Updated: August 18, 2012 6:06AM
Batavia author Dan Van Haften would like more people to read the speeches of past and present.
The co-author’s first book titled “Abraham Lincoln and the Structure of Reason,” released in 2010, is a study of how the 16th U.S. president had a system for structuring his speeches based on his knowledge of ancient Greek math.
“There have been thousands of books written on Lincoln that talk about his speeches — we wanted to figure out how he made his arguments,” Van Haften said.
“When we set out to write a book about Lincoln as a lawyer, we found he had a system. It really is a wonderful system — it allows you to present a persuasive argument in the best possible way.”
Van Haften said he sent the book to members of the U.S. Supreme Court and the White House library. In 2011, he began hearing how President Barack Obama’s speeches were incorporating Euclid’s “six elements” for establishing a proposition: enunciation, exposition, specification, construction, proof and conclusion.
Van Haften, a retired telecommunications engineer and mathematician, along with Des Moines, Iowa, lawyer David A. Hirsch, recently released an e-book titled, “Barack Obama, Abraham Lincoln and the Structure of Reason,” published by Savas Beatie Publishing. Hirsch said he analyzed 70 of Obama’s speeches, 34 of them are in the book.

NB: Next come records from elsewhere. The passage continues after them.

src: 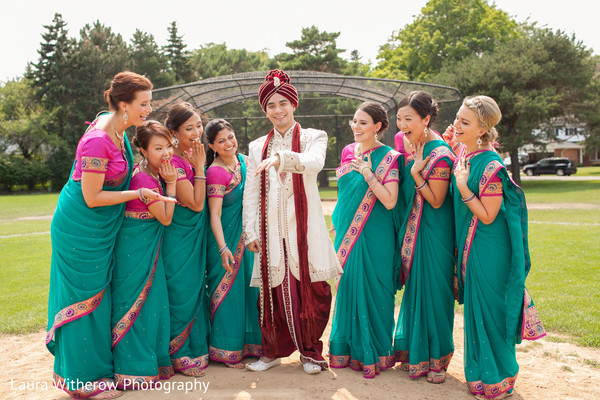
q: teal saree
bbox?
[111,173,174,388]
[46,133,133,398]
[329,145,401,379]
[206,155,262,364]
[394,140,456,378]
[162,179,210,372]
[452,150,545,398]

“You may agree or disagree with some of President Obama’s positions, but he is presenting a logical argument for his positions, and Lincoln did the same thing,” Van Haften said.
Van Haften said Lincoln had “the best sound bites of all time” without even trying, because the structure is self-organizing and it allows time to polish the language.
“People should start reading the speeches — we want to encourage more logical discussions of the issues,” the author said.
Both transcripts and videos of speeches are posted on their website at www.the
Van Haften said there’s only one sentence where Lincoln can be corrected in the Gettysburg Address: “The world will little note, nor long remember what we say here…”
“We remember — it’s the most famous speech in American history,” Van Haften said.